Het lijden van patiënte bestond voornamelijk uit lichamelijke componenten zoals hoofdpijn, duizeligheid, pijn in haar gewrichten en door decubitus. Zij voelde zich vermoeid en was nog tot weinig in staat.
De fysieke beperkingen belemmerden haar vervolgens ernstig in de coping met haar psychiatrische stoornissen. Ofschoon patiënte altijd al somber gestemd was, had zij altijd positieve afleiding gevonden in haar hobby's, die zij uitoefende in het appartement dat door haar, met enige hulp van derden, lange tijd zelfstandig werd bewoond. De regelmaat die zij in haar leven had aangebracht gaf patiënte bovendien houvast in de omgang met een voor haar complexe wereld. Vanwege haar lichamelijke beperkingen was het voor patiënte steeds moeilijker geworden om aan haar bestaan invulling te geven.

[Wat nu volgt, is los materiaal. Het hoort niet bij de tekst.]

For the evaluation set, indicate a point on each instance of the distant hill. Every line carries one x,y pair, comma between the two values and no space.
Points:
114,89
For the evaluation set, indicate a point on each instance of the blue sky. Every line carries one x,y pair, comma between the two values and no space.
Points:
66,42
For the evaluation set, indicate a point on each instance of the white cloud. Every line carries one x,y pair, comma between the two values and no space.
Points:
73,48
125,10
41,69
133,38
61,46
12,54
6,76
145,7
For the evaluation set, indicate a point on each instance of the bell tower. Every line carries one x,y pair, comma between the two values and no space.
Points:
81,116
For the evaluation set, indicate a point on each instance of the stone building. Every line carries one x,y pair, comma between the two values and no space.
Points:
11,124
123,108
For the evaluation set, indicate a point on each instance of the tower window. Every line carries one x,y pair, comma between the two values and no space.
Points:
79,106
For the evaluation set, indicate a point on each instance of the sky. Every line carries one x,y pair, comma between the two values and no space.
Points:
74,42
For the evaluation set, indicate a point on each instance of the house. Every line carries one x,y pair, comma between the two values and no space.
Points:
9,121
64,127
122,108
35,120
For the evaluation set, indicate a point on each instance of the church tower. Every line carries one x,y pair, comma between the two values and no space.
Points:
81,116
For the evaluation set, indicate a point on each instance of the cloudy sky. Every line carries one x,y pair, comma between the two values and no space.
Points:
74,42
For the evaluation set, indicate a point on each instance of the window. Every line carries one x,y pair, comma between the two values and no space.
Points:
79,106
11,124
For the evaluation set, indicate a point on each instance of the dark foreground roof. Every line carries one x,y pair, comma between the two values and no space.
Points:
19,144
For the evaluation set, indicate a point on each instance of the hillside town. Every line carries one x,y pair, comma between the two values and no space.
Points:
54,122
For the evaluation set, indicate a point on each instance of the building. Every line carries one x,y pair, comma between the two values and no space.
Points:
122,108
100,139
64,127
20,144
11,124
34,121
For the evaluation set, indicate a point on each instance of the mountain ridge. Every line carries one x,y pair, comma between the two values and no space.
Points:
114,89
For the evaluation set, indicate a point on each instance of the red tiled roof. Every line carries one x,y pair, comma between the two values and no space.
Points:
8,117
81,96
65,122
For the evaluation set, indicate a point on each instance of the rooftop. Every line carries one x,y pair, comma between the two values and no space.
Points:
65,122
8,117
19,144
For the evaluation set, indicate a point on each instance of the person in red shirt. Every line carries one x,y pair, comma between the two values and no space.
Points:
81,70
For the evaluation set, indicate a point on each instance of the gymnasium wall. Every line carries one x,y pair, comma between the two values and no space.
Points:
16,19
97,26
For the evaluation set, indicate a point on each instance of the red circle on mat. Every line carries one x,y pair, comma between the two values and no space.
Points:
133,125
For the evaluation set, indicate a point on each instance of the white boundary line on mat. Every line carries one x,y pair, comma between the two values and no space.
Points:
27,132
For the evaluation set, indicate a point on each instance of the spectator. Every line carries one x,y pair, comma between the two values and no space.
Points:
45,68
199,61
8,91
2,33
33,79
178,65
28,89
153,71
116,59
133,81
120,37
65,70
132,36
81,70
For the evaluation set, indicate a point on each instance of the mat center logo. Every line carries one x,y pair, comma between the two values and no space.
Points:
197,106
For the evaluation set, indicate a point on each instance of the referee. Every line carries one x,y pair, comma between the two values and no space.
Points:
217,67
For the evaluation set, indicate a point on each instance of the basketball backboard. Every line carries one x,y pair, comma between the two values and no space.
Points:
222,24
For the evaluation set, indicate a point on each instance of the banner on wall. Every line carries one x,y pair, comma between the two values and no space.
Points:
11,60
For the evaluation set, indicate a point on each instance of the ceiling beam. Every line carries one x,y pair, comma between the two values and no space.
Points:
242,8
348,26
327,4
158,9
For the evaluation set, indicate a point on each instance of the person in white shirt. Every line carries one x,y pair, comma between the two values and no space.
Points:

Na een val circa één jaar voor het overlijden was patiënte rolstoelgebonden geraakt en opgenomen in een verpleeghuis. Zij moest daardoor afstand doen van een geliefd huisdier en dierbare bezittingen die betrekking hadden op haar hobby's. Door de lichamelijke achteruitgang was het voor patiënte bovendien onmogelijk geworden om nog op een andere wijze aan haar leven invulling te geven. Uiteindelijk was patiënte goeddeels geïmmobiliseerd. Zij bracht grote delen van de dag liggend in bed door en was ADL-afhankelijk. Patiënte kon slecht omgaan met het wegvallen van haar vaste patronen en met haar zorgafhankelijkheid. Zij was hierdoor gefrustreerd, wanhopig en verdrietig. Zij had het gevoel dat haar alles was afgenomen en was in een sociaal isolement geraakt.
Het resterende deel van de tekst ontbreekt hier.